Let's take a look at this Dura-Ace ST-R9120 road shifter, which is used for mechanical shifting and hydraulic disc brakes. A detailed comparison with the first generation ST-RS685 will be made later in a separate post.

ST-R9120, weighs 265 grams for one side. A pair will thus weigh 530 grams, which is significantly heavier than the rim brake version which is 365 grams per pair.

With the rubber hood stripped off, the Bracket of the road shifter can be seen clearly. This is the "outside" which is facing the outside of the bicycle.

The "inside" of the shifter.

The biggest difference from the first generation ST-RS685 is that the Bracket material has been changed from aluminium to resin for weight savings.

The front part of the shifter is where the reservoir is located, with the "piping" for the hydraulic fluid machined within the resin Bracket. Bleeding port is located on top.

The rear of the shifter where the hydraulic hose will be connected. Note that this thread is a special M9x1.25 size! Not the usual M8 x 0.75 thread. Clamp band is made of titanium.

Rubber damper for the lever is inserted from the side. Other cutouts are there to secure the rubber hood onto the Bracket.

Similar to other mechanical shifters, the inner cable is inserted from the side. Bracket is made of nylon with a mix of carbon fibre for strength. Silver bolt on top of the Bracket is for adjusting the free stroke, although the adjustment range is very small.

Lever mechanism is similar to other road shifters, while the steel plates now have a black surface treatment instead of silver colour.
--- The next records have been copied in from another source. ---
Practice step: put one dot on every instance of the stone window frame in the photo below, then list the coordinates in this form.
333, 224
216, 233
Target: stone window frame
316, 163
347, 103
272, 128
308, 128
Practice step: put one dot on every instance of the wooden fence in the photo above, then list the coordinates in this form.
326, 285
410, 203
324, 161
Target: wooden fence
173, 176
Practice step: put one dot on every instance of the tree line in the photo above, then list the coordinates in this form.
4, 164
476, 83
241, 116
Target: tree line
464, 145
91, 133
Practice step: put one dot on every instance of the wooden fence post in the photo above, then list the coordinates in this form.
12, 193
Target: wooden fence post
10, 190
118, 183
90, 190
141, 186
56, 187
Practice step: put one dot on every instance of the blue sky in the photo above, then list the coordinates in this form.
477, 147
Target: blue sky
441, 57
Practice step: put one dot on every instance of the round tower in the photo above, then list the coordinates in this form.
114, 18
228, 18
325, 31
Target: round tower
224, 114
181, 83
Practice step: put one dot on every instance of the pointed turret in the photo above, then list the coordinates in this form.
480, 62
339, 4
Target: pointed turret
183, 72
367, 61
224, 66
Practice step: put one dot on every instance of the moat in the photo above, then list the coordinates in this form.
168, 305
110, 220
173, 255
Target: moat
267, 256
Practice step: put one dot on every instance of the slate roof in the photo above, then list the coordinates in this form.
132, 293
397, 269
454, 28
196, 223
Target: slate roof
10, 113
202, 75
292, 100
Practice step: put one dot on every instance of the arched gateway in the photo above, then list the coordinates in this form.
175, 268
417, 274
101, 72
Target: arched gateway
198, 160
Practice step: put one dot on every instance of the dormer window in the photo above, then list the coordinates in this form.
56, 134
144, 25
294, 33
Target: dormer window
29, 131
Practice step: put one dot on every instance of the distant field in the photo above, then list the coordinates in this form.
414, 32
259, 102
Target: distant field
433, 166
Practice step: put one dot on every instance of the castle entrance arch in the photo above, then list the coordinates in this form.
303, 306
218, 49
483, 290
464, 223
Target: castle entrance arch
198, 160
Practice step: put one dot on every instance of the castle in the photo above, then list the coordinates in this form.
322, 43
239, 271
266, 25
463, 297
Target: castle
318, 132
Bolt in the centre is used to adjust the reach of the lever, which is separate from the free stroke adjustment.

Without dismantling the shifter any further, this is all that can be seen from the outside. On its own, it is quite amazing that both the shifting mechanism and the hydraulic mechanism has been squeezed into this road shifter without making it too bulky. In a separate post, this new ST-R9120 will be compared to the ST-RS685 to see what has been changed from the first generation.

Monday, January 1, 2018

Canyon Endurace: Dura-Ace Road Hydraulic Di2 Shifter ST-R9170

There are 4 types of road shifters in the new Dura-Ace R9100 series. With two types of shifting (mechanical or electronic), and two types of braking (rim or hydraulic brakes), it gives 4 different combinations, which will suit anyone regardless of your shifting or braking preference.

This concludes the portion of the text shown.